I’m in process of writing a deep learning library with cuDNN support, and would like to know what’s the most performant way to overlap host-device transfers and kernel execution in CUDA 8 on a Maxwell-based card…

I gather that for Pascal-based cards there’ll be cudaMemPrefetchAsync, but what about for Maxwell? Do those still have to use page-locked host memory and cudaMempyAsync, or will there be any support for overlapped copies using uniform memory instead?

What is uniform memory? Do you mean unified memory?

Oops! Yes.

Today’s implementation of UM (Unified Memory) transfers managed data at one of two points: kernel launch, and the cudaDeviceSynchronize() call after a kernel launch. Since the runtime handles it, its harder for you as a programmer to precisely control overlap of copy and compute.

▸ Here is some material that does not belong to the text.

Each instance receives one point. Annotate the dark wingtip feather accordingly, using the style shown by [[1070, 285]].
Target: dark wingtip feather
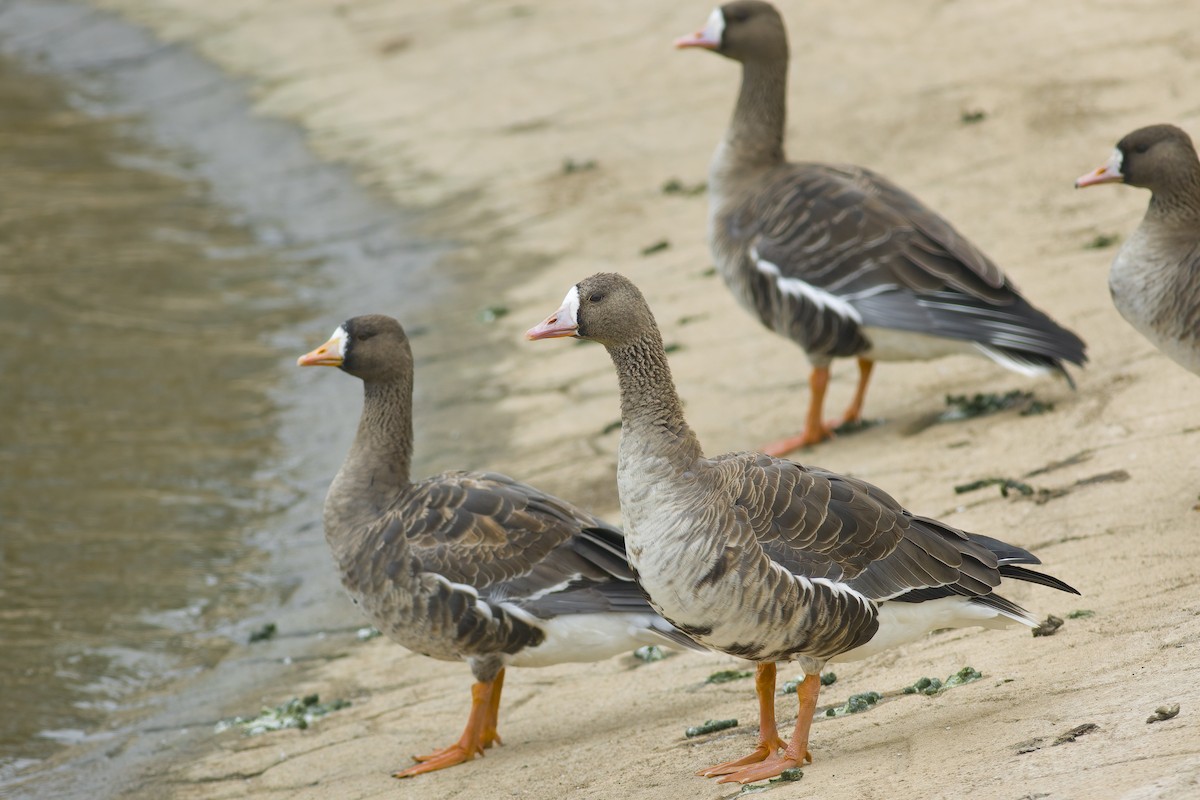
[[1021, 573]]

Doing things manually using cudaMemcpyAsync and traditional methods still gives you the most control.

OK, thanks!

On a separate note, I’ve been experimenting with the copy-related parts of the CUDA API, and have found that cudaStreamAttachMemAsync(stream, …cudaMemAttachSingle) method works when stream is cudaStreamLegacy, but silently fails (memory not attached) when passing cudaStreamDefault or cudaStreamPerThread. Not sure if this is a bug, or as intended… I couldn’t find any mention of the intended behavior in the documentation. I would have expected it to work, but with the effective stream being the appropriate default stream (i.e current thread’s default stream when passing cudaStreamPerThread).

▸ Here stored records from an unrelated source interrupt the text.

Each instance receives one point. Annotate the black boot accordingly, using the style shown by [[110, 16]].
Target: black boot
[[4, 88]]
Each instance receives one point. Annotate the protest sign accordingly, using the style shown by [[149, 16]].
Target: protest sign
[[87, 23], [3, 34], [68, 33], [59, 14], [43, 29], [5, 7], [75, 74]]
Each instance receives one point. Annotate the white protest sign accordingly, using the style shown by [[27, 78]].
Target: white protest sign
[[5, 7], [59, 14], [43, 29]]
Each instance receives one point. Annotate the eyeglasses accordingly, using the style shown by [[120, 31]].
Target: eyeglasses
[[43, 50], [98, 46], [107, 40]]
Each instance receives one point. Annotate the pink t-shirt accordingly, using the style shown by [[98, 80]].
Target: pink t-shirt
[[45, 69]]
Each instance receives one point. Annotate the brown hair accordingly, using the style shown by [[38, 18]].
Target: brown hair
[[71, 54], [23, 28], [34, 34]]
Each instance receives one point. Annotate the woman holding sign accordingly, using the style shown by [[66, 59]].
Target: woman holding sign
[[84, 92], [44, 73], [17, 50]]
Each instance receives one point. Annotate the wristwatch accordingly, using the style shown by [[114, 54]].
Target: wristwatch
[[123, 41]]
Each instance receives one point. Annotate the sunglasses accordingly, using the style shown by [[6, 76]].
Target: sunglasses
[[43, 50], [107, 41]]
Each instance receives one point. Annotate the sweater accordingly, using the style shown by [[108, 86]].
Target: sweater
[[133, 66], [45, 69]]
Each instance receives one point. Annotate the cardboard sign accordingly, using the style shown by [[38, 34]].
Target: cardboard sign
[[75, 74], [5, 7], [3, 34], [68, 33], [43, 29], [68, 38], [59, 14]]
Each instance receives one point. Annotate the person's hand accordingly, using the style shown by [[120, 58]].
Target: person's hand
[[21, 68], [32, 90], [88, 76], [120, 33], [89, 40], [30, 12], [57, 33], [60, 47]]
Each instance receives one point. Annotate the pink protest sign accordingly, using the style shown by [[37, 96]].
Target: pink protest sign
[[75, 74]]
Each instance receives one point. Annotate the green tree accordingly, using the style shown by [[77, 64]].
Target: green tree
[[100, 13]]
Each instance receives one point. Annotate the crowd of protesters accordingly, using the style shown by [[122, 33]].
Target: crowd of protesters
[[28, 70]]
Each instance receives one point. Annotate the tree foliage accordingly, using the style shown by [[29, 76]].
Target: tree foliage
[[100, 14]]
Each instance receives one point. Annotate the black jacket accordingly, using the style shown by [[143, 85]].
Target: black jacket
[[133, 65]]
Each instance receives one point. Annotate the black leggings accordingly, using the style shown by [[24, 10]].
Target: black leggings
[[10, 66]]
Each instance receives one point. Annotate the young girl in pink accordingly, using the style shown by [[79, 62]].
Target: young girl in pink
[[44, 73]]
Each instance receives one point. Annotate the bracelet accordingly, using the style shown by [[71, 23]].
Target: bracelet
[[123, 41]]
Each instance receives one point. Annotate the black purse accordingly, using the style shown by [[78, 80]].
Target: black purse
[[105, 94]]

It could be a CUDA bug, or maybe you’ve made a mistake. Off the top of my head, I don’t know why cudaStreamAttachMemAsync semantics would vary based on the default stream behavior (after all, you are specifying a stream…) but I haven’t investigated it and there’s any number of things that might impact it that don’t immediately occur to me. I don’t generally spend any time on reported issues of this nature unless OP provides a suitable short, complete reproducer code. Even then, no guarantees (see below).

If you’re convinced that something is a defect in CUDA, and can generate a short, complete demonstration of it, the usual advice is to file a bug at

You’re welcome to discuss it here, of course, but in a community situation there are no guarantees that:

  1. anyone will read it
  2. anyone will think about it
  3. anyone will try to do something about it
  4. anyone will file a bug on your behalf